Communiqué de presse - 2015-489 QPC

Décision n° 2015-489 QPC du 14 octobre 2015 - Société Grands Moulins de Strasbourg SA et autre [Saisine d'office et sanctions pécuniaires prononcées par le Conseil de la concurrence]

Le Conseil constitutionnel a été saisi le 15 juillet 2015 par la Cour de cassation d'une question prioritaire de constitutionnalité posée par la société Grands Moulins de Strasbourg SA et la société Axiane Meunerie SAS relative à la conformité aux droits et libertés que la Constitution garantit des dispositions de l'article L. 462-5 du code de commerce, dans leur rédaction antérieure à l'ordonnance n°2008-1161 du 13 novembre 2008, et des dispositions du paragraphe I de l'article L. 464-2 du code de commerce.

Les dispositions de l'article L. 462-5 du code de commerce, dans leur rédaction applicable au litige, permettaient au Conseil de la concurrence de se saisir d'office de certaines pratiques anticoncurrentielles. Les dispositions des deuxième et troisième phrases du quatrième alinéa du paragraphe I de l'article L. 464-2 du code de commerce fixent, d'une part, le plafond de la sanction encourue à 10 % du montant du chiffre d'affaires mondial hors taxes le plus élevé réalisé au cours d'un des exercices clos depuis l'exercice précédant celui au cours duquel les pratiques ont été mises en œuvre. Elles prévoient, d'autre part, que si les comptes de l'entreprise s'étant livrée à de telles pratiques ont été consolidés ou combinés, le chiffre d'affaires pris en compte est celui figurant dans les comptes consolidés ou combinés de l'entreprise consolidante ou combinante.

Les sociétés requérantes faisaient valoir que, faute pour les dispositions de l'article L. 462-5 d'assurer une séparation des pouvoirs de poursuite et de sanction, elles portaient atteinte aux principes d'indépendance et d'impartialité. En ce qui concerne les dispositions de l'article L. 464-2, était en particulier invoquée la méconnaissance du principe de proportionnalité des peines.

Le Conseil constitutionnel a écarté ces griefs.

Il a d'abord jugé que si, en vertu des dispositions de l'article L. 462-5 du code de commerce, le Conseil de la concurrence peut décider de se saisir d'office de certaines pratiques anticoncurrentielles, cette décision par laquelle le Conseil exerce sa mission de contrôle du bon fonctionnement des marchés n'a ni pour objet ni pour effet d'imputer une pratique à une entreprise déterminée.
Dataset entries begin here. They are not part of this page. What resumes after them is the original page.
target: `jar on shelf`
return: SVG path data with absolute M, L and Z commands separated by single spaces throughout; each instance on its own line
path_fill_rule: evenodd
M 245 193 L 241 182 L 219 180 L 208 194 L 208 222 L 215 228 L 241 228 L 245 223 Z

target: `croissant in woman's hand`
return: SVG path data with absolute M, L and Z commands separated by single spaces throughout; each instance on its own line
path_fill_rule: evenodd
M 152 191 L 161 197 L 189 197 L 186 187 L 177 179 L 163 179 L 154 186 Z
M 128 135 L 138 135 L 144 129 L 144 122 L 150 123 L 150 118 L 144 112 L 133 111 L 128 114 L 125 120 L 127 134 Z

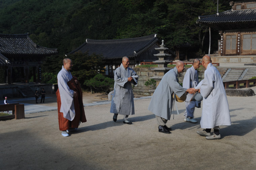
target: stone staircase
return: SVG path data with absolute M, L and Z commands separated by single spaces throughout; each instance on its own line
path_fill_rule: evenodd
M 256 68 L 217 67 L 223 82 L 248 80 L 256 76 Z
M 28 86 L 20 87 L 19 88 L 21 92 L 22 95 L 24 97 L 35 97 L 35 92 Z M 22 94 L 23 93 L 23 94 Z
M 255 76 L 256 76 L 256 68 L 250 68 L 248 69 L 242 80 L 248 80 Z
M 226 72 L 227 72 L 227 71 L 228 69 L 227 68 L 225 67 L 217 67 L 217 68 L 218 70 L 218 71 L 219 71 L 219 72 L 220 72 L 220 74 L 221 76 L 221 77 L 222 77 L 225 74 L 225 73 L 226 73 Z
M 230 69 L 228 70 L 229 71 L 226 75 L 224 75 L 222 77 L 223 82 L 236 81 L 238 80 L 241 75 L 244 72 L 245 69 Z M 225 76 L 226 76 L 225 77 Z

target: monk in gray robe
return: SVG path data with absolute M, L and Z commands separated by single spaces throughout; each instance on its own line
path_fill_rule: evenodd
M 213 66 L 209 55 L 203 57 L 202 65 L 206 69 L 204 78 L 196 88 L 203 96 L 203 109 L 200 124 L 205 129 L 196 133 L 207 139 L 221 138 L 219 126 L 231 125 L 227 96 L 220 73 Z M 213 128 L 214 132 L 211 133 Z
M 163 77 L 152 96 L 148 109 L 156 115 L 159 125 L 159 132 L 171 133 L 170 131 L 171 129 L 168 127 L 166 124 L 171 117 L 173 101 L 173 93 L 181 97 L 186 92 L 193 93 L 195 91 L 193 88 L 183 88 L 178 83 L 178 74 L 183 72 L 185 69 L 184 63 L 178 61 L 175 67 Z
M 68 133 L 77 130 L 80 122 L 86 122 L 82 91 L 77 79 L 70 71 L 72 66 L 71 59 L 64 59 L 57 76 L 59 126 L 63 136 L 68 136 Z
M 132 124 L 128 121 L 129 115 L 134 115 L 133 94 L 132 83 L 136 86 L 139 77 L 133 70 L 129 68 L 129 59 L 124 57 L 122 63 L 115 72 L 114 93 L 111 102 L 110 113 L 114 113 L 113 120 L 117 121 L 118 114 L 124 115 L 124 123 Z
M 193 61 L 192 67 L 188 69 L 184 76 L 182 86 L 184 88 L 189 89 L 195 88 L 198 84 L 198 72 L 196 70 L 200 67 L 200 60 L 197 58 Z M 193 123 L 196 123 L 197 121 L 193 118 L 195 107 L 199 107 L 201 101 L 190 101 L 193 94 L 188 94 L 185 102 L 186 111 L 184 114 L 185 118 L 184 121 Z

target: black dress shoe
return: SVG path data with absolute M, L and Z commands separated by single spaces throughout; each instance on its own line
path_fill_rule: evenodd
M 113 121 L 115 122 L 117 121 L 117 118 L 115 119 L 115 115 L 114 115 L 114 116 L 113 116 Z
M 123 122 L 123 123 L 125 123 L 126 124 L 128 124 L 128 125 L 131 125 L 132 124 L 132 123 L 131 123 L 131 122 L 125 122 L 124 121 Z
M 163 127 L 162 129 L 158 128 L 158 132 L 163 133 L 170 133 L 171 132 L 168 130 L 164 127 Z
M 168 127 L 167 127 L 167 126 L 166 126 L 166 125 L 165 125 L 164 126 L 164 127 L 165 128 L 165 129 L 167 130 L 169 130 L 169 131 L 170 131 L 171 130 L 171 128 L 168 128 Z

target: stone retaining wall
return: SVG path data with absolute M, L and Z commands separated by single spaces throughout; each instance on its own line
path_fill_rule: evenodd
M 135 95 L 141 95 L 143 96 L 150 96 L 151 93 L 149 92 L 149 90 L 152 89 L 149 86 L 145 85 L 145 83 L 149 80 L 150 80 L 150 77 L 155 76 L 156 75 L 156 72 L 153 70 L 152 69 L 154 68 L 143 68 L 135 67 L 134 70 L 137 75 L 139 76 L 139 79 L 137 86 L 134 87 L 133 88 L 133 93 Z M 187 68 L 187 69 L 188 68 Z M 203 79 L 204 74 L 204 70 L 199 69 L 199 81 Z M 179 82 L 182 83 L 183 81 L 184 76 L 186 72 L 183 73 L 178 75 L 178 78 Z

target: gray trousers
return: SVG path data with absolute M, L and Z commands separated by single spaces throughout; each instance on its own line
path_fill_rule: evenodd
M 190 102 L 186 101 L 186 112 L 184 116 L 186 117 L 191 118 L 194 118 L 194 111 L 196 106 L 196 102 L 195 101 Z
M 163 126 L 165 125 L 165 124 L 168 120 L 163 118 L 159 117 L 156 115 L 156 120 L 157 121 L 157 123 L 160 126 Z

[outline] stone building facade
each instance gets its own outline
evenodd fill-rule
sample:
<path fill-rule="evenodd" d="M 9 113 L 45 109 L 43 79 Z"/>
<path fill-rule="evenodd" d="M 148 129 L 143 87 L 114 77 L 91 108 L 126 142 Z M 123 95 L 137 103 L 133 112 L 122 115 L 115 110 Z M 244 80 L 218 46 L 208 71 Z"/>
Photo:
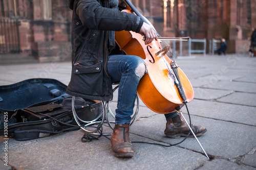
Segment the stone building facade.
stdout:
<path fill-rule="evenodd" d="M 226 39 L 228 53 L 248 51 L 254 0 L 131 0 L 164 37 Z M 40 61 L 70 57 L 67 0 L 0 0 L 0 55 Z"/>

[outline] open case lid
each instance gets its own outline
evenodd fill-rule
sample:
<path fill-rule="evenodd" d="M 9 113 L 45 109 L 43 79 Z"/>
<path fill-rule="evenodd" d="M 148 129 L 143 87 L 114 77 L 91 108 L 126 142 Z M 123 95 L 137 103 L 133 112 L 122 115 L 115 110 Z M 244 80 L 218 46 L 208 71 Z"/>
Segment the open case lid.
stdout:
<path fill-rule="evenodd" d="M 31 79 L 0 86 L 0 108 L 14 110 L 24 109 L 35 103 L 58 100 L 61 104 L 70 96 L 65 91 L 67 86 L 51 79 Z"/>

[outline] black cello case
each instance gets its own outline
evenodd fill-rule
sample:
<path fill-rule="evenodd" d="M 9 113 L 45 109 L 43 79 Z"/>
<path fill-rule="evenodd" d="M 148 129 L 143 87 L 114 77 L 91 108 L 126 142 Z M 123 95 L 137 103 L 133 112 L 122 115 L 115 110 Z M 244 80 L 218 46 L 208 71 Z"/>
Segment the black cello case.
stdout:
<path fill-rule="evenodd" d="M 80 128 L 72 111 L 72 96 L 65 92 L 66 88 L 65 84 L 51 79 L 31 79 L 0 86 L 0 135 L 25 140 Z M 81 119 L 90 121 L 100 114 L 102 109 L 99 101 L 75 99 L 76 112 Z"/>

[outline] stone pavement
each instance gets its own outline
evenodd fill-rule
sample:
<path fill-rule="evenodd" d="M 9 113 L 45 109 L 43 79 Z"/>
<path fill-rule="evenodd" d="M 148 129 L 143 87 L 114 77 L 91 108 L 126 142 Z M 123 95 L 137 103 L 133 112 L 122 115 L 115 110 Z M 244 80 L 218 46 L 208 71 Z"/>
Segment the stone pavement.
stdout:
<path fill-rule="evenodd" d="M 24 141 L 0 137 L 1 169 L 256 169 L 256 58 L 246 54 L 179 57 L 177 64 L 191 83 L 195 99 L 188 104 L 192 124 L 206 127 L 198 137 L 208 160 L 194 138 L 164 147 L 133 144 L 132 158 L 111 154 L 110 141 L 83 143 L 81 130 Z M 70 62 L 0 65 L 0 85 L 30 78 L 52 78 L 67 85 Z M 116 103 L 116 98 L 111 105 Z M 131 127 L 132 141 L 173 144 L 163 115 L 140 103 L 138 117 Z M 183 112 L 187 119 L 187 112 Z M 103 132 L 111 132 L 106 126 Z M 4 156 L 8 153 L 8 165 Z"/>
Le Conseil constitutionnel a ensuite relevé l'ensemble des garanties légales organisant la séparation des fonctions de poursuite et d'instruction et les pouvoirs de sanction. Il en a déduit qu'il n'était pas porté atteinte aux principes constitutionnels invoqués.

S'agissant du principe de proportionnalité des peines, le Conseil constitutionnel a jugé, d'une part, qu'en fixant le plafond de la sanction à 10 % du chiffre d'affaires mondial hors taxes le plus élevé réalisé au cours d'un des exercices clos depuis l'exercice précédant celui au cours duquel les pratiques anticoncurrentielles ont été mises en œuvre, le législateur n'a pas institué une peine manifestement disproportionnée au regard, d'une part, de la nature des agissements réprimés et, d'autre part, du fait qu'ils ont pu et peuvent encore, alors même qu'ils ont cessé, continuer de procurer des gains illicites à l'entreprise.

Le Conseil constitutionnel a jugé, d'autre part, qu'en prévoyant que devaient être retenus, le cas échéant, les comptes consolidés ou combinés de l'entreprise combinante, le législateur a, ainsi qu'il ressort des travaux préparatoires de la loi du 15 mai 2001 relative aux nouvelles régulations économiques, entendu prévenir des stratégies consistant à réduire, par des restructurations du capital des sociétés, le chiffre d'affaires des entreprises se livrant à des pratiques anticoncurrentielles afin de minorer le maximum de la sanction encourue dans l'hypothèse où ces pratiques seraient sanctionnées. Le Conseil constitutionnel a relevé que cette disposition tend en outre à prendre en compte la taille et les capacités financières de l'entreprise visée dans l'appréciation du montant maximal de la sanction.

Le Conseil constitutionnel a, par suite, écarté le grief et déclaré les deuxième et troisième phrases du quatrième alinéa du paragraphe I de l'article L. 464-2 du code de commerce conformes à la Constitution.